IFAR’s operational results itself were solid, growing its gross profit by 110% and its turnover by 82%, with increased palm oil sales volume following the full year consolidation of London Sumatra, as well as higher average CPO prices. Gross margin improved to 34.5% from 30.2% in FY07. However, general and administrative expenses grew by a disproportionate 164% to Rp. 659.3bn. This was due to a harmonization of accounting policies between London Sumatra and IFAR, with some items previously recorded under COGS now booked in under general expenses.

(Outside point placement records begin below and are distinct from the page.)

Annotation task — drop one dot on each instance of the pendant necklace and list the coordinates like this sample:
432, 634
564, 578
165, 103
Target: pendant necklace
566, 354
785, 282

IFAR increased its internal supply of CPO to its refineries to 69% of its total requirements, up from 50% last year, with the aim of achieving self sufficiency in the next few years. IFAR expects to increase its CPO production from 714,000 tonnes in FY08 to 800,000 tonnes in the current financial year. This increase is expected to come from its maturing plantations. As for its new planting program, IFAR is taking a more measured approach given the soft CPO prices, with only 5,000 hectares expected to be planted in the earlier part of the year.
IFAR has so far this year reduced its cooking oil prices by 10%, and has also absorbed half of a 10% re-instatement of value added tax for cooking oil, indicating that IFAR’s pricing power remains strong, and continues to enjoy the market leading position for branded cooking oil in Indonesia. However, our FY09 forecast still assumes a 35% reduction in cooking oil average selling prices, in tandem with lower CPO prices. Similarly, we are assuming CPO prices at Rm 1,800 per tonne in FY09, versus the average of around Rm. 2,300 per tonne in FY08. Plantation cost of production is also expected to decline to around US$230 per tonne, versus US$250 per tonne in FY08, primarily from lower fertilizer and fuel prices.
We are maintaining our FY09 forecast of Rp. 1,071.8bn, or a YoY 28% decline in core earnings, primarily on the back of lower CPO and cooking oil prices. IFAR did not declare dividends for FY08. IFAR has maintain ed its gearing at 0.5x, whil interest coverage is a manageable 4.4x. Valuations still look compelling, at a 50% discount to its peer basket, with Price to Book at 0.7x versus its regional peer average at 1.5x. Similarly, IFAR is trading at an FY09 PER of 5.3x versus 10x for its peers. We maintain our Buy recommendation, and have assumed fair value just at IFAR’s book value of S$0.72 per share (which includes its writedown on biological assets).